The precise nature of the questions presented by petitioner Doris Wiseman’s appeal is rendered uncertain by virtue of the fact that petitioner has failed to comply with the Rules of Appellate Procedure in preparing the record on appeal and the brief supporting her position on the questions presented. Petitioner has violated App. R. 9(b)(l)(xi) and App. R. 10 by failing to set out any exceptions immediately following the record of the judicial action to which they are addressed and by failing to list all the objections or exceptions upon which the assignments of error set out at the conclusion of the record are based. In addition, petitioner has violated App. R. 10(b)(2) by failing to identify the specific portion of the jury instruction questioned in this appeal by setting it within brackets or by any other clear means of reference. Finally, petitioner’s brief fails to make reference to the numbered assignments of error and exceptions pertinent to the separate questions and arguments presented in the body of the brief in *255 violation of App. R. 28(b)(5). Furthermore, no numbered exceptions appear anywhere in the body of this record.
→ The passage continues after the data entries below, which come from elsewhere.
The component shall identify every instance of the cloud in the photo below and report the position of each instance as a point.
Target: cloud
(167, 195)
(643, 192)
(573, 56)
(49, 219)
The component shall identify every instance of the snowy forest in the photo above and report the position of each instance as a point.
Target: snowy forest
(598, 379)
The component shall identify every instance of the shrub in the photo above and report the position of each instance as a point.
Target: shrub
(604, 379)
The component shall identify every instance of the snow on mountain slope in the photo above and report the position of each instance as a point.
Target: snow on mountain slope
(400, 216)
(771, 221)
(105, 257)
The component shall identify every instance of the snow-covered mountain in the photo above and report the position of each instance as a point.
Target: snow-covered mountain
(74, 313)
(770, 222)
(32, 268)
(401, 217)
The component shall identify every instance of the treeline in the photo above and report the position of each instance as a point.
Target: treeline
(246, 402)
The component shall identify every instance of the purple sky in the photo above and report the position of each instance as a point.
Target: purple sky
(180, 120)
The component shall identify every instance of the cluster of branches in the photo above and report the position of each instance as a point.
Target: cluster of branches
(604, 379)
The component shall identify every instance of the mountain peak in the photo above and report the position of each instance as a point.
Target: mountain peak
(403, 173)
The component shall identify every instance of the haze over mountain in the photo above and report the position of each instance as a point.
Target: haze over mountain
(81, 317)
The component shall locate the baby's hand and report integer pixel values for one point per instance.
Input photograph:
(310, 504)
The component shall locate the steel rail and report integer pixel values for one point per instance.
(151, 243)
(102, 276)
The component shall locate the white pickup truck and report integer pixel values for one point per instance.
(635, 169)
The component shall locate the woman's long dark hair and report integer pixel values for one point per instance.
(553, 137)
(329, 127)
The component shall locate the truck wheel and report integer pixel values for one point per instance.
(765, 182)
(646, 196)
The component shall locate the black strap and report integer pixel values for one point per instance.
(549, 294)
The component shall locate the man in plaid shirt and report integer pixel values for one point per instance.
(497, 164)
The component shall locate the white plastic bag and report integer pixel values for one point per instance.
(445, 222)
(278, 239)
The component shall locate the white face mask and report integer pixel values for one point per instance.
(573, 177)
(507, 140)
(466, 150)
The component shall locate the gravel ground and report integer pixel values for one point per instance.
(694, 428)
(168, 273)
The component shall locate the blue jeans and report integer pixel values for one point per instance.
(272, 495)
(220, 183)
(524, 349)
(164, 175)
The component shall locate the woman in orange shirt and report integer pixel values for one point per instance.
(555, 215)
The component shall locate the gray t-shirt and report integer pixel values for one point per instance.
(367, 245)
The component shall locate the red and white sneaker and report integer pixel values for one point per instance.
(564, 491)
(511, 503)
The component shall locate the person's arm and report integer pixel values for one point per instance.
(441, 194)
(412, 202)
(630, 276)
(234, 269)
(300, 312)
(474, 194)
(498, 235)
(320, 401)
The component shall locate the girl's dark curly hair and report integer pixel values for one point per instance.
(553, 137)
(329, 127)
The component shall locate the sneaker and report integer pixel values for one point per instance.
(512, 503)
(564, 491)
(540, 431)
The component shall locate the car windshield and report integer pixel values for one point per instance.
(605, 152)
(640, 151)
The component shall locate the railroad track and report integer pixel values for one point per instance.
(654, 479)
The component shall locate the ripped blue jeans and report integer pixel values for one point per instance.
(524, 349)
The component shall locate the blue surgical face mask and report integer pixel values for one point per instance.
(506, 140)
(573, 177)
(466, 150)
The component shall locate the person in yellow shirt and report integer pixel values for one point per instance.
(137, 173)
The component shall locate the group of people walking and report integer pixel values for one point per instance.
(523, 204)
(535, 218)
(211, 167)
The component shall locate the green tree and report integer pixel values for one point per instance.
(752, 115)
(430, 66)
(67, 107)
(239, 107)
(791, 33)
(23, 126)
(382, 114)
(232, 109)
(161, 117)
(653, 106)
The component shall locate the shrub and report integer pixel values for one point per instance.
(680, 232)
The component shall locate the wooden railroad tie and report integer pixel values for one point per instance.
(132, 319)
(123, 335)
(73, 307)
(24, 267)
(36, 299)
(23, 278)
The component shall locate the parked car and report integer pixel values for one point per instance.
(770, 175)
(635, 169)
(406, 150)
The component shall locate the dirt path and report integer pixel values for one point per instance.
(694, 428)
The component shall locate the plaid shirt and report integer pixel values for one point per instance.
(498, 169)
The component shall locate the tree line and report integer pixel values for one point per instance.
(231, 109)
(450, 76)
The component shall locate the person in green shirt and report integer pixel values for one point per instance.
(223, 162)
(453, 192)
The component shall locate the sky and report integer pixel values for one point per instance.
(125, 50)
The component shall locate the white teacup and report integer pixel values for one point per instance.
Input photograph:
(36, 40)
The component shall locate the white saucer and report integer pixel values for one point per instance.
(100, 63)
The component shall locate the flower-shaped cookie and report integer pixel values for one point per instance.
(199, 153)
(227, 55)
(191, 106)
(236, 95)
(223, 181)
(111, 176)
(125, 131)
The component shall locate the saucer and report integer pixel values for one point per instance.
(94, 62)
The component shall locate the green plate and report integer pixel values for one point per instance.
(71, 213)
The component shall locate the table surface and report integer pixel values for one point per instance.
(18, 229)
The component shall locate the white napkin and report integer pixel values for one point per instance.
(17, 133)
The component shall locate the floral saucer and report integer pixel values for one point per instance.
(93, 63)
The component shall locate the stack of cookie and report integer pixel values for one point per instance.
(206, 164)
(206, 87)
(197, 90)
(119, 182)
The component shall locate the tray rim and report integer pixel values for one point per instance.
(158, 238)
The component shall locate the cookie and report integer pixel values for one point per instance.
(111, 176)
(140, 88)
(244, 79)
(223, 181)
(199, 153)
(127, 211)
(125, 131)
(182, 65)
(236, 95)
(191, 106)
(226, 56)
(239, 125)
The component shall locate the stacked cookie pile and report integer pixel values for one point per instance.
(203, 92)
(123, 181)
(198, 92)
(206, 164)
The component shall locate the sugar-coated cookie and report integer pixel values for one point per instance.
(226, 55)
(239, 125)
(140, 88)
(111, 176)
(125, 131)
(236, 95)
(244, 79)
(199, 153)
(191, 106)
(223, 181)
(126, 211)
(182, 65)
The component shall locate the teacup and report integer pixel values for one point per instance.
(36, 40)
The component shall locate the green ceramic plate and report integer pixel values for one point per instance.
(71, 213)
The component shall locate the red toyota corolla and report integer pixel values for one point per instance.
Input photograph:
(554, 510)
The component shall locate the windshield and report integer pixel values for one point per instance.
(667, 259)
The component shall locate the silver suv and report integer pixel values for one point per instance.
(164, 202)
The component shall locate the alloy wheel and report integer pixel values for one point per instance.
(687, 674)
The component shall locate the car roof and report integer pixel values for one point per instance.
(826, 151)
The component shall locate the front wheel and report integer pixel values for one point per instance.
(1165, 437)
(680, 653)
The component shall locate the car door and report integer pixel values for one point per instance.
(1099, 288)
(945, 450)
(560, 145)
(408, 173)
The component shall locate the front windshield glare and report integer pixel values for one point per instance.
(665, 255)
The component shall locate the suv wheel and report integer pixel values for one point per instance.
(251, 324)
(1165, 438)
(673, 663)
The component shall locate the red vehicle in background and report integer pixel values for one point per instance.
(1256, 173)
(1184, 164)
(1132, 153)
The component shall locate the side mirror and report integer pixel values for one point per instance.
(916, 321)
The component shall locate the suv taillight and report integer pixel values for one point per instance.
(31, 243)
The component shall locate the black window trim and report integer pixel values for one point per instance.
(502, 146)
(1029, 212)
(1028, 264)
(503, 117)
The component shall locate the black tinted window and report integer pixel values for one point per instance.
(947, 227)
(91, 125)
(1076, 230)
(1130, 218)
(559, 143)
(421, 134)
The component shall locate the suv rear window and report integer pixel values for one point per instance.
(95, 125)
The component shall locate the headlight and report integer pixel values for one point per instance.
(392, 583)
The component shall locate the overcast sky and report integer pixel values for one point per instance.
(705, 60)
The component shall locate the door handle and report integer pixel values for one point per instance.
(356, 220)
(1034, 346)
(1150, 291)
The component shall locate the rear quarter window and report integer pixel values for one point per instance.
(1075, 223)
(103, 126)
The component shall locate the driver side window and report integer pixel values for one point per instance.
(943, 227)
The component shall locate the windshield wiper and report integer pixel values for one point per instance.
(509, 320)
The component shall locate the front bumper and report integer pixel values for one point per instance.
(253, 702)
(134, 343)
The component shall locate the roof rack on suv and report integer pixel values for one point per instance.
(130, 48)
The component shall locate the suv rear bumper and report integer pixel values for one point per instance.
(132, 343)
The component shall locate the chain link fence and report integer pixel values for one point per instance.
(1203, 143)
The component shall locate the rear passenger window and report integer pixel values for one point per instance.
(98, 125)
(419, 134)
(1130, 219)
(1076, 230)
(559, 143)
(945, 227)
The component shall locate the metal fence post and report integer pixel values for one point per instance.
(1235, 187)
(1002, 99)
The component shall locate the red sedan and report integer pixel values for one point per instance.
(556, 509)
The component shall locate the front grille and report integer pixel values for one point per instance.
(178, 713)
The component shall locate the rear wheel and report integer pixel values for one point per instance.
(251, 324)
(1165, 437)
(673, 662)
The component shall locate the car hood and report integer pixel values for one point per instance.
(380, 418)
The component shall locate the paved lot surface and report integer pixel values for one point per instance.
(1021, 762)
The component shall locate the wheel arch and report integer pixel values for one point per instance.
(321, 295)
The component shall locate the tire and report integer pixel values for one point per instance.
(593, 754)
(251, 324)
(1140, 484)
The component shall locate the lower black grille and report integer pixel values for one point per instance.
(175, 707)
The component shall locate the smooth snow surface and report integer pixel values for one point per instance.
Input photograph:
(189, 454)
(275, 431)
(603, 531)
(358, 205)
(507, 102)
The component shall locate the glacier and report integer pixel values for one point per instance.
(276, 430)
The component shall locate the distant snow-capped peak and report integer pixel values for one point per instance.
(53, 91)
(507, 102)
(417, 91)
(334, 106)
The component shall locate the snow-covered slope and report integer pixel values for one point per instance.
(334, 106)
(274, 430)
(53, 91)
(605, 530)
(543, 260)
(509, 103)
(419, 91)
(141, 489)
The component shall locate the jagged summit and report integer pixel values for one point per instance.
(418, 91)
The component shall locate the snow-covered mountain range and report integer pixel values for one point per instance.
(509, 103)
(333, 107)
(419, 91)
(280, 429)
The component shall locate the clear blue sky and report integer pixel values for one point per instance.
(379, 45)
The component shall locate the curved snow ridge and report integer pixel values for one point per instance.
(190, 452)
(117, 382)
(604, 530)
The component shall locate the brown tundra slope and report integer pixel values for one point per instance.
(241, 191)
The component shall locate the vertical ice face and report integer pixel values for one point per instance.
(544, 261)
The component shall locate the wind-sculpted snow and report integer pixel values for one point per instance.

The Rules of Appellate Procedure are mandatory and failure to follow the rules subjects an appeal to dismissal. Marsico v. Adams, 47 N.C. App. 196, 266 S.E. 2d 696 (1980). However, we are aware that petitioner’s assignments of error pertain to the jury instructions and denial of judgment n.o.v., and it cannot be said that petitioner’s various rule violations have markedly increased the difficulty of our task in evaluating this appeal, in view of the brevity of the record and nature of the issue presented. Therefore, we deem it appropriate to suspend the rules in this instance. App. R. 2; Drug Stores v. Mayfair, 50 N.C. App. 442, 274 S.E. 2d 365 (1981). However, this result should not be construed as either approving or encouraging the laxity in compliance with the Rules of Appellate Procedure demonstrated in this case.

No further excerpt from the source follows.